Da in Dresden die besten Solisten und Orchestermusiker Europas zur Verfügung standen, konnten sich die katholischen wie protestantischen Komponisten in Verzierungs-Loopings austoben und mit allerlei Klangwirkungen experimentieren. Man scheute auch nicht davor zurück, bestehende Partituren mit Pauken, Oboen, Fagott, Horn oder Flöten pompös höfischen Glanz zu verleihen. Dementsprechend bestand der Archetyp der Dresdner Konzerte aus einem großen Orchester mit anspruchsvollsten Soli für die Erste Violine und zahllosen sekundären Solostellen, um die ebenso zahllosen Eitelkeiten aller Orchesterdivos irgendwie in den Griff zu bekommen. Als Hasse sich daran machte, ab 1740 die Oper samt all den akrobatischen Koloraturpfauen und -pfauinnen in den Vordergrund zu rücken, beklagten die Orchestersolisten den Verfall des berühmten Orchesters, das ihnen fortan abfällig hauptsächlich als ein „bloßes Opernorchester“ eingesetzt schien.

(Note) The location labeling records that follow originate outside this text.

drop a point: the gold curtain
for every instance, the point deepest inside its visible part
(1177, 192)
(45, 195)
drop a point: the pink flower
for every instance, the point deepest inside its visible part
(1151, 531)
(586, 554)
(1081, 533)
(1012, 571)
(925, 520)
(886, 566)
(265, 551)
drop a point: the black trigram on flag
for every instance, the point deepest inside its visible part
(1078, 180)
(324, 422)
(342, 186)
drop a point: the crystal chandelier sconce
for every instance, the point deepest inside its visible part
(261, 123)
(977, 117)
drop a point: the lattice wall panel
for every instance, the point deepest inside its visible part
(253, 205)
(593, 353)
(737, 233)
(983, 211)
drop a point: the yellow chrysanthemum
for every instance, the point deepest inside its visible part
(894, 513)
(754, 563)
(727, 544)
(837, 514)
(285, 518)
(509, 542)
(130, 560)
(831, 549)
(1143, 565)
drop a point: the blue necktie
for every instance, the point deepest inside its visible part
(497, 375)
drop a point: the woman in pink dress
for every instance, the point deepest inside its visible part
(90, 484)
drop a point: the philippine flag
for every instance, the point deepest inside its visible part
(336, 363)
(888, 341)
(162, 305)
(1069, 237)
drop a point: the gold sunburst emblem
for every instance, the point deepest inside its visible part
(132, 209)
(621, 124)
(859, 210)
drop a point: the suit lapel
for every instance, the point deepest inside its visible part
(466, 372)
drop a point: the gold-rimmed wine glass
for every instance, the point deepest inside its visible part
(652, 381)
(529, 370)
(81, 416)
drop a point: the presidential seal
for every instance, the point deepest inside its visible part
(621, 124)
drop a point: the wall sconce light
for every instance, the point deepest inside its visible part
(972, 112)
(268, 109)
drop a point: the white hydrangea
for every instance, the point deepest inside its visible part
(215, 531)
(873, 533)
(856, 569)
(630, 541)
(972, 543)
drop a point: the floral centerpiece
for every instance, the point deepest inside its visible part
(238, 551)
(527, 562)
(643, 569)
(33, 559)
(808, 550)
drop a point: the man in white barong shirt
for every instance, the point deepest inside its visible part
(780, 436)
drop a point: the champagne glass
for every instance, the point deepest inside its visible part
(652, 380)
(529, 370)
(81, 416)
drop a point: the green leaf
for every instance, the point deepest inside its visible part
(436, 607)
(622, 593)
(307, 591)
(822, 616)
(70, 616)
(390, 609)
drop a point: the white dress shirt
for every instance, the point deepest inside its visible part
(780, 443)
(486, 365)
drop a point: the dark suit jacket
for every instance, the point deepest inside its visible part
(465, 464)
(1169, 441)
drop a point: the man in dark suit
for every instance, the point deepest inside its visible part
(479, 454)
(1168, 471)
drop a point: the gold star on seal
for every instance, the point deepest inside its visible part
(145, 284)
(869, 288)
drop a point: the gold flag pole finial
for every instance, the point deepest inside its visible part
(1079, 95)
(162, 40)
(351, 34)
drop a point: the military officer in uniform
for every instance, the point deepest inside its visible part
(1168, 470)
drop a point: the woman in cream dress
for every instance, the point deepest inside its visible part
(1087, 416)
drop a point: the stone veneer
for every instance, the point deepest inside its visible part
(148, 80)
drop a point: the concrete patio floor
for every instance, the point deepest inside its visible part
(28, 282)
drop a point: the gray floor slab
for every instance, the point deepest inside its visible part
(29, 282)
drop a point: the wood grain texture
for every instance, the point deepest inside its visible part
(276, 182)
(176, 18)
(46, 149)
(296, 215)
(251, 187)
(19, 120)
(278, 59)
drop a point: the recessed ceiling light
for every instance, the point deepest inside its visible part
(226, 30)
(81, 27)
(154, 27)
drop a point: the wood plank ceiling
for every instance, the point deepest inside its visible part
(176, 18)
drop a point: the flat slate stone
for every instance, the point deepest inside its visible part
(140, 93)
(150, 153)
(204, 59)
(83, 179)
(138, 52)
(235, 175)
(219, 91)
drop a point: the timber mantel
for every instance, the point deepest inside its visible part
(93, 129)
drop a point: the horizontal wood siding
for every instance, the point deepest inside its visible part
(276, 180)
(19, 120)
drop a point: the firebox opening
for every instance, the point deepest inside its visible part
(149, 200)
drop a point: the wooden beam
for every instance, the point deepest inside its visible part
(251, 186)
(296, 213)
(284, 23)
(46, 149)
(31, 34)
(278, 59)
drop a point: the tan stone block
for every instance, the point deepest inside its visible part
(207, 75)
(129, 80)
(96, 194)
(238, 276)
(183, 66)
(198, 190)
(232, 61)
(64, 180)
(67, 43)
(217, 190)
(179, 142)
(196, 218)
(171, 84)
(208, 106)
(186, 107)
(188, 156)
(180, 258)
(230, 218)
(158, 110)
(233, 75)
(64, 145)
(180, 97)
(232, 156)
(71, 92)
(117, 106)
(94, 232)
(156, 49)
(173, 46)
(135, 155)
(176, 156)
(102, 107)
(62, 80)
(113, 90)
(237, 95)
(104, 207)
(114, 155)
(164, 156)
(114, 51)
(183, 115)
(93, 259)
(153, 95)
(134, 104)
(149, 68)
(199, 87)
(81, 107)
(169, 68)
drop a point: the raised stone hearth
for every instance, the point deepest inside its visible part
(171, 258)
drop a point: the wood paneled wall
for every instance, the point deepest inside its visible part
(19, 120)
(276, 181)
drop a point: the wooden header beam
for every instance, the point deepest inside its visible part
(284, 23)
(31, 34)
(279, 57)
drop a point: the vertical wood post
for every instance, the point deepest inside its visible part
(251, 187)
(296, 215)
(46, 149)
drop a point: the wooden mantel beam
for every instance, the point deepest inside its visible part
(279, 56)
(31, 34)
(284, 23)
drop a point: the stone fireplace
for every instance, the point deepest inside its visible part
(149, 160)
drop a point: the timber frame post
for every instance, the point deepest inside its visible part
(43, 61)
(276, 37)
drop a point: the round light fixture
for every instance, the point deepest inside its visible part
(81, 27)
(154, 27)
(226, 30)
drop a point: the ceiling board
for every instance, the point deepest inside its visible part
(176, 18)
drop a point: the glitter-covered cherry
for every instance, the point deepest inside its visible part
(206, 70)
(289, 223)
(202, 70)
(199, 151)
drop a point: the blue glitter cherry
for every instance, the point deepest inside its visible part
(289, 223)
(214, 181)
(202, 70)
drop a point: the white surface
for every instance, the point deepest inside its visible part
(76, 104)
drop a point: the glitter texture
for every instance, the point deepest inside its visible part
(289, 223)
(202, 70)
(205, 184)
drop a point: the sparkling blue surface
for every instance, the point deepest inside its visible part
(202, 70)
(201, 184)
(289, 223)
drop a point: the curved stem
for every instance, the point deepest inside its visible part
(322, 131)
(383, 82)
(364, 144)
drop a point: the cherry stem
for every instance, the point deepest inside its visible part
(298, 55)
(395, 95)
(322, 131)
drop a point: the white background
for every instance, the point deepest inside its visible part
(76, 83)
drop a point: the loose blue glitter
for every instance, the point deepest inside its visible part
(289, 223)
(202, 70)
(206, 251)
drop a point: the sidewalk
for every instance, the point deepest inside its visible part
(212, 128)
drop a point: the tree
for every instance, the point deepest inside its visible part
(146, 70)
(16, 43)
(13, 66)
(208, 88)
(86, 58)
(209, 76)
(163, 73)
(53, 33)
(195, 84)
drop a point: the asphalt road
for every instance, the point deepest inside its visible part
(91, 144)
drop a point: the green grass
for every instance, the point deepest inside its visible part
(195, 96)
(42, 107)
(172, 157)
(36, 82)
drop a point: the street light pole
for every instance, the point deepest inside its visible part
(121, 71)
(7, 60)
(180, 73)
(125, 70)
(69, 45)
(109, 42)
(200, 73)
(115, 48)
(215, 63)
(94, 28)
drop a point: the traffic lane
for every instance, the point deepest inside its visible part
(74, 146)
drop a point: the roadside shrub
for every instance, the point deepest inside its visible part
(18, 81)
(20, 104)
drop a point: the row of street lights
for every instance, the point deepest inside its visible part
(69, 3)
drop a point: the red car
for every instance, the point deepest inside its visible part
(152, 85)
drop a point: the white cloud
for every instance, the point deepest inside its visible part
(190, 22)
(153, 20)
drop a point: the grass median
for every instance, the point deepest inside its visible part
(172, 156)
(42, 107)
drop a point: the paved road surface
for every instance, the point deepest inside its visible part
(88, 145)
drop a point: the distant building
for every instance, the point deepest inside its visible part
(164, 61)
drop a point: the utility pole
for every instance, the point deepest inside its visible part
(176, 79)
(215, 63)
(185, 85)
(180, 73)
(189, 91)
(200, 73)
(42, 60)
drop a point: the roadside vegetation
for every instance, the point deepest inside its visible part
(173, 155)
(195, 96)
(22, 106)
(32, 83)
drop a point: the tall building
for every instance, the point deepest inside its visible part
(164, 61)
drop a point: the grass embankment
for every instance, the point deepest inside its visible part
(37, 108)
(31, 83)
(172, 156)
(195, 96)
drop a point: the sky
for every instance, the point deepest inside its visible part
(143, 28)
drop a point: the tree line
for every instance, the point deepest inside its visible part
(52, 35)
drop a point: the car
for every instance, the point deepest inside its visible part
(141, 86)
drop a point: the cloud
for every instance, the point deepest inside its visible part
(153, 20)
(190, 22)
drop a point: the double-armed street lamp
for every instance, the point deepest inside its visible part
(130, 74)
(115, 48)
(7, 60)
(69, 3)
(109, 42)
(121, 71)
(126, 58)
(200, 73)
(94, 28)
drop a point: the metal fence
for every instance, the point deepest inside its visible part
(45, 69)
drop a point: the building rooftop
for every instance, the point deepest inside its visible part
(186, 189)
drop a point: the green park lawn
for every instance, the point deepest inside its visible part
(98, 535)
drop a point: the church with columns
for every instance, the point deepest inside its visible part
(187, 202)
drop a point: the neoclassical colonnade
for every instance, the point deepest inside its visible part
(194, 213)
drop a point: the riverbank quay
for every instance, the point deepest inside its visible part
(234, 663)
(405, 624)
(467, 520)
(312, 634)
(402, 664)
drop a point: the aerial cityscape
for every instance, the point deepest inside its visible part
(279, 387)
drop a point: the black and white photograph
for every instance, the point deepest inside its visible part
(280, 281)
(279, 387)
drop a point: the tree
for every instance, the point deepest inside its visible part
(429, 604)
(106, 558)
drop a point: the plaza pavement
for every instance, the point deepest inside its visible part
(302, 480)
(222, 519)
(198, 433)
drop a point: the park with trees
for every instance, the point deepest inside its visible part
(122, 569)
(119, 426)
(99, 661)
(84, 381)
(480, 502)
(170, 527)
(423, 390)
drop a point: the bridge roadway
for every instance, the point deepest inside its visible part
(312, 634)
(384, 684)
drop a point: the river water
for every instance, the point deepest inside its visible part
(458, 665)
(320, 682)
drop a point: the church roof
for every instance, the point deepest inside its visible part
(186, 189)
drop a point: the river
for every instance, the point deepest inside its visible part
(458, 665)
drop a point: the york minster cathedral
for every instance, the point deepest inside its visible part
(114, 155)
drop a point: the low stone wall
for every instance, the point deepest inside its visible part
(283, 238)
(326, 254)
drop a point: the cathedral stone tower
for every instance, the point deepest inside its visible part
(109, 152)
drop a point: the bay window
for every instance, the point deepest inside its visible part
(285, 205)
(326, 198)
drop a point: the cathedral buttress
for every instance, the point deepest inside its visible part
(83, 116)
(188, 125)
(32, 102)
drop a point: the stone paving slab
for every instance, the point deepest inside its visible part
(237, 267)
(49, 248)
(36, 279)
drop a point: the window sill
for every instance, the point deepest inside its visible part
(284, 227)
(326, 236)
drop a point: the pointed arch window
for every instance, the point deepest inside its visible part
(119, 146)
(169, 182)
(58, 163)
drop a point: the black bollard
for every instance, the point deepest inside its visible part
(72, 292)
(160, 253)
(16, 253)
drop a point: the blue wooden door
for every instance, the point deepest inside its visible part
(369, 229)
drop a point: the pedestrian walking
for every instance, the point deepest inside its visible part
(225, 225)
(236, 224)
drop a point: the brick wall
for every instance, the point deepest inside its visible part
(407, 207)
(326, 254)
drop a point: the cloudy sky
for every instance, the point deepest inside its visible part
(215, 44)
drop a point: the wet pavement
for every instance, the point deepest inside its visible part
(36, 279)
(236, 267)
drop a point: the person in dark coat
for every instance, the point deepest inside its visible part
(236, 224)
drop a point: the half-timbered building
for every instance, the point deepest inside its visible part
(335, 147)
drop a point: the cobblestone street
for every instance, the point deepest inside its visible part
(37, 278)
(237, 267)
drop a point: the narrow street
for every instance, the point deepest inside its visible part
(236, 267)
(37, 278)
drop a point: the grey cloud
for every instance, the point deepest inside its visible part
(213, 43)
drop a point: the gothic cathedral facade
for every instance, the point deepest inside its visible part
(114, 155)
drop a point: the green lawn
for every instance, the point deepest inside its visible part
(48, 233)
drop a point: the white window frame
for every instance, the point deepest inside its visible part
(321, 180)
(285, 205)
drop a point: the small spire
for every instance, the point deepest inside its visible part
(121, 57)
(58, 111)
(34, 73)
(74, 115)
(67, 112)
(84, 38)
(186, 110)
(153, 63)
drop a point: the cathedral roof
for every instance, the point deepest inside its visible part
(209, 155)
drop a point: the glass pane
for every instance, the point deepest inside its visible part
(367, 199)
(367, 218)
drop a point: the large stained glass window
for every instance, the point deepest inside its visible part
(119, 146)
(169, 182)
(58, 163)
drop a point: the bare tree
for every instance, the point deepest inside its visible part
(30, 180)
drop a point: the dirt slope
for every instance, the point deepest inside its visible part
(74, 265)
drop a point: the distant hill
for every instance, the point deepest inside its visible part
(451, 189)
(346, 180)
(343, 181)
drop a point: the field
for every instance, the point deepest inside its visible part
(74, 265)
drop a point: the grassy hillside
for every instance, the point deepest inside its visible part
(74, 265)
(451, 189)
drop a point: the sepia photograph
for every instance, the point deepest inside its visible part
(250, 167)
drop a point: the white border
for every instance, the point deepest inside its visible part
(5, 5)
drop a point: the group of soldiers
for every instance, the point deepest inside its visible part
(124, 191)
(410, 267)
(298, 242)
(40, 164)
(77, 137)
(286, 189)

Tatsächlich sind auf der CD kaum Ouvertüren zu hören, sondern ein bunter Mix an geistlicher und weltlicher Musik der Zeit. Der Bogen spannt sich von der Sonate „Diana sull’Elba“ des Johann David Heinichen, und einzelne Sätze aus dessen Messen Nr. 9 und 12, sein Konzert in F-Dur über Jan Dismas Zelenkas fulminante Arie ‚Potrei sovra degli empi‘ aus der Kantate „Il serpente di bronzo“ (eindringlich Stephan MacLeod Bass), sein ‚Christe Eleison‘ aus der „Missa dei Filli, gesungen von Coline Dutilleul (Sopran) bis hin zum „Concerto für zwei Flöten in g-Moll“ von Johann Joachim Quantz. Hier kann sich der spiritus rector des Unternehmens, Alexis Kossenko diesmal als Flötist selbst mit allerlei himmlischem Gezwitscher vorteilhaft in Szene setzen. Um dieses doch pasticcioartige Programm je nach Blickwinkel noch weiter zu zerplittern oder die Vielfalt deutlich zu machen, sind zudem das „Concerto für Violine in D-Dur“ von Georg Philipp Telemann, Johann Georg Pisendels „Sonate für Orchester in C-Dur“ und die Ouvertüre für zwei Orchester in B-Dur von Johann Friedrich Fasch zu entdecken.
Dien Stimmung des Orchesters entspricht mit 415Hz den Gepflogenheiten der damaligen Zeit. In Dresden wurde dieser Hoch Cammerton zwischen 1715 und 1720 zur Norm geworden sein. An den hasardierend aufgeregten Klang von Naturhörern werde ich mich nicht zuletzt ihrer Schwerfälligkeit in raschen Passagen wegen nur schwer anfreunden. Erfreulich ist hingegen der Einsatz von Kontrafagotten zur Erweiterung der Farbpalette. Musiziert wird insgesamt voller Elan und Animo auf der Höhe der historisch informierten Aufführungspraxis. Leider ist die Akustik in der Abbaye de Royaumont sehr hallig, was der Übertragung präziser Konturen nicht gerade förderlich ist.